Another important finding was that habit has a significant positive impact on behavioral intention to use e-health (β = 0.309, t = 3.754, p = 0). This finding complements earlier meta-analysis correlations studies into this brain area that relate the idea that IS systems’ prior experience influences their intention to use HIS [40]. This result is consistent with a study conducted in Portugal (β = 0.28, p < 0.001) [29], Taiwan(β = 0.308, p < 0.05) [54], and Ethiopia (β = 0.093, P < 0.05) [55]. The present findings seem to be consistent with other studies conducted in Ethiopia, which found that habit is one of the facilitators of the sustainable acceptance of e-health systems solutions in Ethiopia [19]. However, the findings of the current study do not support the previous study conducted in Northwest Ethiopia (β = 0.01, p > 0.05) [11]. A possible explanation for this might be related to the e-health system assessed from the prior study being in the implementation stage and not in use, since habit develops from prior experience the possible interface of habit on experience label cannot be ruled out. The findings reveal that habit significantly impacts e-health system use, emphasizing the crucial role of understanding and addressing user habits in theoretical and practical aspects of e-health adoption. This contributes to the knowledge based on e-health systems employees’ intention and highlights the importance of interventions and strategies focused on shaping positive e-health usage habits to enhance user acceptance and utilization of such systems.
The study found that performance expectancy has a positive effect on consumers’ intentions to use e-health (β = 0.179, t = 1.905, p = 0.028). This result is consistent with several studies conducted in different countries in China (β = 0.259, p < 0.001) [24], Portugal (β = 0.17, p < 0.001) [29], Northwest (β = 0.39, p < 0.001) [11] and Northern Ethiopia (β = 0.296, P < 0.001) [22]. The possible explanation for this finding is that the perceived benefits of e-health systems, such as increased productivity, better task prioritization, and improved work performance, positively influence individual’s intention to use e-health. For instance, the factor loadings (see Table 3) in the study further supported this idea, indicating the consumers’ behavioral intention to use e-health is associated with prioritizing important tasks and thereby increasing overall productivity. These findings highlight the importance of performance expectancy as a facilitator of sustainable acceptance of e-health system solutions in resource-limited settings [19]. Overall, the study suggests that performance expectancy plays a crucial role in promoting the intention to use e-health in southwest Ethiopia. Therefore, healthcare providers and policymakers should focus on enhancing the perceived benefits of e-health systems to improve their adoption and utilization by consumers.

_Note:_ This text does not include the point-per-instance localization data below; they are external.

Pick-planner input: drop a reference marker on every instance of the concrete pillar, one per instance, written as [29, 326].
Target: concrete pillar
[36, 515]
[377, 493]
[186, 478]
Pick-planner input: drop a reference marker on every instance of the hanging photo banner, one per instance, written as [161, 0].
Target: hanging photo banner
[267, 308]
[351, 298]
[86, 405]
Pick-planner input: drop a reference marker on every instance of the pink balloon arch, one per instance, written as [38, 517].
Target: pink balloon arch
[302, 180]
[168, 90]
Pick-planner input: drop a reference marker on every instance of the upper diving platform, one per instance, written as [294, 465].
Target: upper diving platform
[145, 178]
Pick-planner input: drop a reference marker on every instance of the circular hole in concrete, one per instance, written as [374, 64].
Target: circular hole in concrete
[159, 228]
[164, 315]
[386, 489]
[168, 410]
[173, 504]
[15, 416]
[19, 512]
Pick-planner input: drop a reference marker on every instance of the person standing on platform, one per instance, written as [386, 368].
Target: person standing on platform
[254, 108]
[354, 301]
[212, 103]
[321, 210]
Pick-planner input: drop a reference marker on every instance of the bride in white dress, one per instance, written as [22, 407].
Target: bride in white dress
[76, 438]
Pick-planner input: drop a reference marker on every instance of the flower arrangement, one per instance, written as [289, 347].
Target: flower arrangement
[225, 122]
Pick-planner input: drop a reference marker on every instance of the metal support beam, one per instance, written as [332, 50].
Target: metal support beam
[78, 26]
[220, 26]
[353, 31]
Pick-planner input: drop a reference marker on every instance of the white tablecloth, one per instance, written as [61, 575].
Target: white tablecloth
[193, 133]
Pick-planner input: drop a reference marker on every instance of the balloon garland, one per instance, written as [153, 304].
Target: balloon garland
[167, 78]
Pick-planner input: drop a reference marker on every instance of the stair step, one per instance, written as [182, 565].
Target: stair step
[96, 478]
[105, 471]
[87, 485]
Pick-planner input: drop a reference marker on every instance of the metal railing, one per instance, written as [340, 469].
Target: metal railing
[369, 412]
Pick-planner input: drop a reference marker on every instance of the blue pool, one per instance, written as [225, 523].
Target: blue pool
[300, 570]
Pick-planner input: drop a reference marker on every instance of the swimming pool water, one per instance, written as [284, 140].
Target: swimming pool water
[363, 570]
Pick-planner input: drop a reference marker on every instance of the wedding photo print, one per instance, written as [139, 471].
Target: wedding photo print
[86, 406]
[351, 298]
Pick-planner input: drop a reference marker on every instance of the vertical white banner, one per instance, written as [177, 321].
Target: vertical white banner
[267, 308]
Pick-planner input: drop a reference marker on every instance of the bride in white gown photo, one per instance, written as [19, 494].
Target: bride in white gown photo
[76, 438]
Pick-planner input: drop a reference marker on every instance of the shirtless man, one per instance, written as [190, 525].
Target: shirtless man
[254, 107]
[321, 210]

The result of this study did not show that price value has a significant impact on hospital employees’ behavioral intentions to use e-Health (β = 0.072, t = 0.913, p = 0.181). However, the findings suggest that perceived benefits and the monetary cost of using e-Health systems are not associated with the behavioral intentions to use them. This finding is consistent with the studies conducted in other countries such as China (β = 0.039, p > 0.05) [35] and Portugal (β = 0.00, p > 0.05) [29]. Some authors have speculated that the lack of a significant impact of price value on consumers’ intentions to use e-health systems may be because that it related to free internet services for e-health services and no direct involvement of consumers in the procurement of the system [11, 29]. The study highlights the need to focus on factors beyond price value to improve the intention of employees to use e-health systems and promote their effective use in healthcare delivery. Overall, the study provides insight into factors that influence employees’ intention to use e-health systems in southwest Ethiopia and emphasizes to the need for more research into this area to improve the healthcare delivery system in the country.
Contrary to expectations, we did not find a significant impact of facilitating conditions on the intention to use e-health (β = 0.1, t = 1.209, p = 0.113). Our study considers that the organizational and technical infrastructure present within the facilities does not impact behavioral intention to use E-health. The findings of the current study do not support the previous studies conducted in resource-limited settings throughout the world such as Pakistan (β = 0.160, p = 0.00) [36], Iran (β = 0.1580, t = 5.708) [38], and Ethiopia (β = 0.23, p < 0.001) [11]. It is difficult to explain this result, but it might be related to a significant proportion of the study participants who received training in E-health, with a higher number of trained-to-untrained ratios (add the proportion). Furthermore, a considerable number of healthcare professionals who participated in the study received education and preparation related to e-health systems. This finding may suggest that employees’ considerable training and organizational preparation as key components of facilitating conditions in implemented e-health systems’ intent to use [17]. Overall, the result of the study suggests that organizational and technical infrastructure present within the facilities don’t impact behavioral intention to use e-health. However, given the limitations of the study, including a small sample size, unanalyzed moderators role, and limited geographical area, further research is needed to confirm this finding and explore the factors that influence the intention to use e-health in study settings.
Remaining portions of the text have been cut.